I rapporti annuali della Corte dei conti, si sa, non sono uno di quei generi letterari adatti a chi cerca svago nella lettura. Lo sa bene il ministro Giulio Tremonti, ieri al fianco del presidente Luigi Giampaolino durante la presentazione del Rapporto 2011 sul coordinamento della finanza pubblica. Si tratta in buona sostanza di lunghe teorie di dati e numeri. Che portano sempre a una sola conclusione: bisogna fare di più. L’ultimo rapporto, però, offre un dato oltremodo significativo. Gli analisti di viale Mazzini, infatti, hanno quantificato il «costo» complessivo della crisi del biennio 2008-2009. Secondo la magistratura contabile il Pil ha perso 140 miliardi a fine 2010. Una perdita che potrebbe salire a 160 miliardi di euro entro il 2013. L’analisi della magistratura contabile spiega che per rispettare gli impegni europei e raggiungere un rapporto fra debito pubblico e Pil pari al 60% l’Italia dovrà ridurre il debito del 3% all’anno, pari oggi a circa 46 miliardi.
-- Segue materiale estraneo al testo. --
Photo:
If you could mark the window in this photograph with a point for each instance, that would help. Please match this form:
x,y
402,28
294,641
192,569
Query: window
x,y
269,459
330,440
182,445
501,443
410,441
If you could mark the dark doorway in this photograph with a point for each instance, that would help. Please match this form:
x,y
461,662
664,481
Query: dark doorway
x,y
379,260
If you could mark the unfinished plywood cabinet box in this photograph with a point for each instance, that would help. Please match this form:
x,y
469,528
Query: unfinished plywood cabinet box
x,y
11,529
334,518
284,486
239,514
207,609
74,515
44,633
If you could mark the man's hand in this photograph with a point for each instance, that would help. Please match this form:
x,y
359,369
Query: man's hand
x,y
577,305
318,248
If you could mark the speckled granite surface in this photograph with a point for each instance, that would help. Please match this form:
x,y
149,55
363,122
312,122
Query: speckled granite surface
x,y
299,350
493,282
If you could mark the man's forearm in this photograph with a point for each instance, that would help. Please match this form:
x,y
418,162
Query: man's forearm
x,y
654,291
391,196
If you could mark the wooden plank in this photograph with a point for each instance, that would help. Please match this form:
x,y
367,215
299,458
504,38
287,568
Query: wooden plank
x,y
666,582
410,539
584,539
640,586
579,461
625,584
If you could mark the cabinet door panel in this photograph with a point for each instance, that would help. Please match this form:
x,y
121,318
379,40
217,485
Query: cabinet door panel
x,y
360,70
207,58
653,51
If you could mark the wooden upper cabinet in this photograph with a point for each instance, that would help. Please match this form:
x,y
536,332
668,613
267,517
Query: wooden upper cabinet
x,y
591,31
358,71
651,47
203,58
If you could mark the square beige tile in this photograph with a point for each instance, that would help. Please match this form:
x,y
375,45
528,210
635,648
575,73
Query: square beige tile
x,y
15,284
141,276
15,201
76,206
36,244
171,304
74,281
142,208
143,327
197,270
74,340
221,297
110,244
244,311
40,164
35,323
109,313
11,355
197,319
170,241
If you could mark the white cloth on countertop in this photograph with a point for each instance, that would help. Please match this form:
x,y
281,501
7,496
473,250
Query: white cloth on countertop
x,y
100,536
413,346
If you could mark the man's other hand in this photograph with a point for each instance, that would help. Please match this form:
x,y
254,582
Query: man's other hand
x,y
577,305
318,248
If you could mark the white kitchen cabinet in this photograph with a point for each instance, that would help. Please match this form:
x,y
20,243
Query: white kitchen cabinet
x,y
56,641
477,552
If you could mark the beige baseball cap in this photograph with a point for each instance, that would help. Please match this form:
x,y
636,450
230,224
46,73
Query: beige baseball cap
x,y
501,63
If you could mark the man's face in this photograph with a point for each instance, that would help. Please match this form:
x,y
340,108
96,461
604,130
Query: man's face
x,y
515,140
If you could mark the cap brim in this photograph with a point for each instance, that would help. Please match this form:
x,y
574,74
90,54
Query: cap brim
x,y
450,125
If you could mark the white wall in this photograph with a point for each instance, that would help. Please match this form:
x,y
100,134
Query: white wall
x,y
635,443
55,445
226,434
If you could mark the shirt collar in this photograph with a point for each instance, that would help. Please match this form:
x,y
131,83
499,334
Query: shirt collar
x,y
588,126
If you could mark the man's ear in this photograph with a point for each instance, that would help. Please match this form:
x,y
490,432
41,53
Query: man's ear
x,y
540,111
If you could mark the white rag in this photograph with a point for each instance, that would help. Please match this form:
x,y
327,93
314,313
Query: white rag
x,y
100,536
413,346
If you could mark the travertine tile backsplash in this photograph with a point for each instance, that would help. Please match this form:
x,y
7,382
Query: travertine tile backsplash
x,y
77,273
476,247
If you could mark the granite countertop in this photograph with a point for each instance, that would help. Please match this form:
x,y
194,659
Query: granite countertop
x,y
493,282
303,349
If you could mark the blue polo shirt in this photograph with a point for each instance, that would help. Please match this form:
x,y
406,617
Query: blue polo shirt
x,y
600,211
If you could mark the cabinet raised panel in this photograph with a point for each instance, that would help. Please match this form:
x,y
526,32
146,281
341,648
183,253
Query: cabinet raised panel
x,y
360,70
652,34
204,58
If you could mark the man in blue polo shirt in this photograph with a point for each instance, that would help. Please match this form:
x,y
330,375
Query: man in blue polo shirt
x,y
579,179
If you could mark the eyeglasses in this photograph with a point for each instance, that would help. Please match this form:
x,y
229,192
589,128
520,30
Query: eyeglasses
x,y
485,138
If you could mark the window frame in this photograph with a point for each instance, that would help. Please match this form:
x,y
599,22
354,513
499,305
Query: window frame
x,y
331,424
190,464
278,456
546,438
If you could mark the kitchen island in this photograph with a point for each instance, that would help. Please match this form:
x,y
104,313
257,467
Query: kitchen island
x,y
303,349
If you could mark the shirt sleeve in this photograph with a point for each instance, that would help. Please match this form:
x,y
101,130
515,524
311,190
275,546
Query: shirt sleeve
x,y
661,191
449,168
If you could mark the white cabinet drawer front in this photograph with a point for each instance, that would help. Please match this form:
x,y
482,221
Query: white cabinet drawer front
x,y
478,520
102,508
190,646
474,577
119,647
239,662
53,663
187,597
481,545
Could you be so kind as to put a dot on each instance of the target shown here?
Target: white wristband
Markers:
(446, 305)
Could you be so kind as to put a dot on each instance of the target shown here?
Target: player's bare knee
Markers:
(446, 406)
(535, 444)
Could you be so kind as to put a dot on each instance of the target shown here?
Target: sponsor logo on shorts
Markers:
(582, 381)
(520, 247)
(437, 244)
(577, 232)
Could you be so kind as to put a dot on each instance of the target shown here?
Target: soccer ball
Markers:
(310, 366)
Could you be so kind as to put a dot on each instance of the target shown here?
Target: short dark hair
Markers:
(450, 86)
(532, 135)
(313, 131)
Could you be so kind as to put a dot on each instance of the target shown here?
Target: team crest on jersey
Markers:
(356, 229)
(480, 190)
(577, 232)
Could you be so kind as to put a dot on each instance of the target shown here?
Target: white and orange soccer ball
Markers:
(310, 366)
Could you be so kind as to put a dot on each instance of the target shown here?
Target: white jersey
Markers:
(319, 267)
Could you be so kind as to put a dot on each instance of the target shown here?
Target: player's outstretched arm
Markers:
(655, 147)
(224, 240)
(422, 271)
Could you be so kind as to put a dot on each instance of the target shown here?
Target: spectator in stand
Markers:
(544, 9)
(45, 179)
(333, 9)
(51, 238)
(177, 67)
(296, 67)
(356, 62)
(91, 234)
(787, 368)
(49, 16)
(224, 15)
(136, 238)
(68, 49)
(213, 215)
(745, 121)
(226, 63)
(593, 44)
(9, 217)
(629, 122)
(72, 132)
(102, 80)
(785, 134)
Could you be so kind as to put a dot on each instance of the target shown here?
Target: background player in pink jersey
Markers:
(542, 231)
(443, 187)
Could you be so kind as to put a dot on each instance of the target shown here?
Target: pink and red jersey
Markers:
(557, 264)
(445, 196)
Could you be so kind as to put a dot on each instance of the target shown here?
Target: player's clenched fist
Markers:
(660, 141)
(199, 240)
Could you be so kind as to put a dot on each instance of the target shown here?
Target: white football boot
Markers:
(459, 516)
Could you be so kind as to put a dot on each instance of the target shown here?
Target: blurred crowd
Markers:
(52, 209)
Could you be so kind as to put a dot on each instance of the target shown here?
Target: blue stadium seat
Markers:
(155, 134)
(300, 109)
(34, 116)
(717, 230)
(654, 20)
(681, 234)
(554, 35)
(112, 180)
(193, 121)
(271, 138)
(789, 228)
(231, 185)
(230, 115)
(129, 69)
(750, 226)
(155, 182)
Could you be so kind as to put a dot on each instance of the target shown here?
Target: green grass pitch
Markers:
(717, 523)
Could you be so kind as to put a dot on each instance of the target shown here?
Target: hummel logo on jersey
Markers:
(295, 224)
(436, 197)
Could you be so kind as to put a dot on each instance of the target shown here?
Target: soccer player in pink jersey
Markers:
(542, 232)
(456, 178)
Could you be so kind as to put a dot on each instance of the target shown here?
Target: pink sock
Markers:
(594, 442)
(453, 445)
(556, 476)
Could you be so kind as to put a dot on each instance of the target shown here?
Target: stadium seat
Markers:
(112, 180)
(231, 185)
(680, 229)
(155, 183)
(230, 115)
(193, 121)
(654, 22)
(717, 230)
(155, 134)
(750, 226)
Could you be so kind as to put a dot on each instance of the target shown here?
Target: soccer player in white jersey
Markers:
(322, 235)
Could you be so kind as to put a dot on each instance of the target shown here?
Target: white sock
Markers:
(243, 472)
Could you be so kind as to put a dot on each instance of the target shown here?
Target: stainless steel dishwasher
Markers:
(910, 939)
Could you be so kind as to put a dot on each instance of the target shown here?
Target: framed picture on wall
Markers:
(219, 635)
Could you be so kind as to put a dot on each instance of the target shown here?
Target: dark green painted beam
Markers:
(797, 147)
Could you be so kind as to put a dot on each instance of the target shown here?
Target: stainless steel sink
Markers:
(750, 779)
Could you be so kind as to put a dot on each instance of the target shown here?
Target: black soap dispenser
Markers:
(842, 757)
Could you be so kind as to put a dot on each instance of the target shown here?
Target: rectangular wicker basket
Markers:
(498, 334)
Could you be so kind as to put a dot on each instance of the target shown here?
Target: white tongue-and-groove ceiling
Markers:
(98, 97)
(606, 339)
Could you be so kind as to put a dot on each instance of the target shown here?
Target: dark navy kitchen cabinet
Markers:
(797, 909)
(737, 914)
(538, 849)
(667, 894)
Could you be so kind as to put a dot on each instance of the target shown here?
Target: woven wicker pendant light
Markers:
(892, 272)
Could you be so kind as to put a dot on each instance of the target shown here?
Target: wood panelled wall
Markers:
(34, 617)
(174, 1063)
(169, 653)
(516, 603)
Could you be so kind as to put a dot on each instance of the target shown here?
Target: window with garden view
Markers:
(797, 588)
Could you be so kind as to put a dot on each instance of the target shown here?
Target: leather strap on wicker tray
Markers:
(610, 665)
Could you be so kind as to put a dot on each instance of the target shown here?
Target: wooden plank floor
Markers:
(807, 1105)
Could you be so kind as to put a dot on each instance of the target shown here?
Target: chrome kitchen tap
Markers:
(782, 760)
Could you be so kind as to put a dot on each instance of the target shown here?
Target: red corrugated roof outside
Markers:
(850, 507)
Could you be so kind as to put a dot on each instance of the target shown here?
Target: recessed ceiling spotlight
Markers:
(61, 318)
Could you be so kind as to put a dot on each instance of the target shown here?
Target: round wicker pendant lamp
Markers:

«Va tenuto conto - spiega il Rapporto - delle implicazioni dell’inasprimento dei vincoli europei, e in particolare della nuova regola, assistita da apposita sanzione di tipo praticamente automatico, secondo la quale i Paesi che registrano un rapporto tra debito pubblico e prodotto superiore al 60% dovranno ridurre lo scarto tra il dato effettivo e questo valore-soglia di un ventesimo all’anno». Sul piano fiscale arriva il primo «salvagente» per Tremonti. Niente tagli alle tasse auspicano a viale Mazzini. Gli sforzi necessari per rispettare questi impegni europei rendono «impraticabile» la riduzione delle tasse. Secondo la Corte dei conti il rispetto dei nuovi vincoli europei «richiede un aggiustamento di dimensioni paragonabili a quello realizzato nella prima parte degli anni ’90, per l’ingresso nella moneta unica». Non si può tuttavia rinunciare a una manovra improntata alla crescita. Altrimenti i rischi di produrre effetti «depressivi» sarebbero dietro l’angolo. Non essendo, quindi, sufficiente limare ulteriormente la spesa pubblica - osservano - occorre interrogarsi su quelli che possono realisticamente essere i nuovi confini e i nuovi meccanismi dell’intervento pubblico nell’economia».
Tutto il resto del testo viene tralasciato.